Le imprese italiane tornano in Italia. Dopo anni in cui la manifattura emigrava all’estero ponendo in essere un massiccio fenomeno di delocalizzazione che ha avuto come conseguenza non solo la perdita di numerosi posti di lavoro, ma anche un peggioramento degli standard qualitativi dei prodotti del made in Italy, i trend sembra finalmente aver cominciato ad invertire la propria rotta, grazie al rientro in patria di numerose aziende.
Tra la fine degli anni ’90 e i primi anni 2000, era diffusa la convinzione che per competere a livello globale c’erano solo due vie da seguire: ridurre il costo del lavoro e abbassare considerevolmente quello dell’energia. Dal 2008 al 2012, all’acme della crisi, questi due fattori non rappresentavano più una strategia industriale, ma una vera e propria esigenza. La via per farlo divenne una sola: spostare la sede della propria impresa oltre i confini nazionali, in Paesi in cui si spende meno, sia per gli stipendi di lavoratori sia per la produzione nel senso più generale del termine. Nel quadriennio di recessione, l’80% delle imprese italiane che ha scelto di delocalizzare, spostandosi soprattutto nei Paesi dell’Est Europa come Bulgaria, Polonia, Romania e Ungheria.
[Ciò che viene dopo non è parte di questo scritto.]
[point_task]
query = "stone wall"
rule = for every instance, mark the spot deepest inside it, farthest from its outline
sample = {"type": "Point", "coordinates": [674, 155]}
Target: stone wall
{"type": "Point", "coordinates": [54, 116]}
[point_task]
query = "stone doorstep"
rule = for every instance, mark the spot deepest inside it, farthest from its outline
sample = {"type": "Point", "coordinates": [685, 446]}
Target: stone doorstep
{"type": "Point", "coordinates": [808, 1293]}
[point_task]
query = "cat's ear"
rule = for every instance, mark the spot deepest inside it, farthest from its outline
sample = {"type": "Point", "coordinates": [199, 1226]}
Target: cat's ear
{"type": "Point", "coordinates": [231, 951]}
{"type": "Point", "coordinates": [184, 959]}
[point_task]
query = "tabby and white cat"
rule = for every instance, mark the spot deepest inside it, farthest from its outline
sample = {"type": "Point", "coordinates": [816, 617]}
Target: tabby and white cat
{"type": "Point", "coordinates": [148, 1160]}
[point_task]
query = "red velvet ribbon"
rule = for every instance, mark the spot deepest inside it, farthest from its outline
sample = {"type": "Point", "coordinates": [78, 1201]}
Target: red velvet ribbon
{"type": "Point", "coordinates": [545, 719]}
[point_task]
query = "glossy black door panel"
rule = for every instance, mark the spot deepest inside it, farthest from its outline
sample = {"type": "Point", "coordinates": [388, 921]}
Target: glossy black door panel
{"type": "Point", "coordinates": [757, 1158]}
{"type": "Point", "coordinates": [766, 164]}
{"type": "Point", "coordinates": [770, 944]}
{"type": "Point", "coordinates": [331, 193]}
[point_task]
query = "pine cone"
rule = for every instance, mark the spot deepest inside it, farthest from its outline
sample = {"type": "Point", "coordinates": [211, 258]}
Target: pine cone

Il 2016 sembra essere l’anno del cambiamento. Nonostante i problemi riguardanti il cuneo fiscale e il costo dell’energia non siano stati rimossi in maniera strutturale, molte imprese hanno deciso di cambiare i loro piani, puntando proprio su quella qualità che solo la localizzazione sul territorio nazionale può garantire. La competitività si mantiene insistendo su un marchio che da sempre è stato sinonimo di eccellenza: il made in Italy.
Come sottolinea il Sole 24 Ore, gli ultimi esempi di “rientro in Patria” sono Natuzzi, Ciak Roncato, Fiamm, Danfoss, Argo Tractors, And Camincie.
Il Cer, Centro Europa Ricerche, ha pubblicato un report, realizzato con la collaborazione di Unindustria, sul reshoring della manifattura italiana.
In base ai dati aggiornati al giugno del 2015, erano 101 le aziende che avevano rilocalizzato la produzione in Italia, tornando dalla Cina (34,6%) e dall’Est Europa (26,7%).
A tornare in Italia sono soprattutto le aziende attive nel settore tessile – abbigliamento moda, comparto di punta del made in Italy (43% di rientri) seguite da quelle che si occupano di apparecchiature elettriche ed elettroniche (21%) e dalle società di meccanica (8,9%).
Come affermato in precedenza, nonostante i primi segnali positivi ci siano, sono ancora molte le imprese che riscontrano difficoltà a tornare in Italia, prima fra tutte, il costo del lavoro e gli ostacoli esistenti all’attivazione dei processi di ritorno della produzione.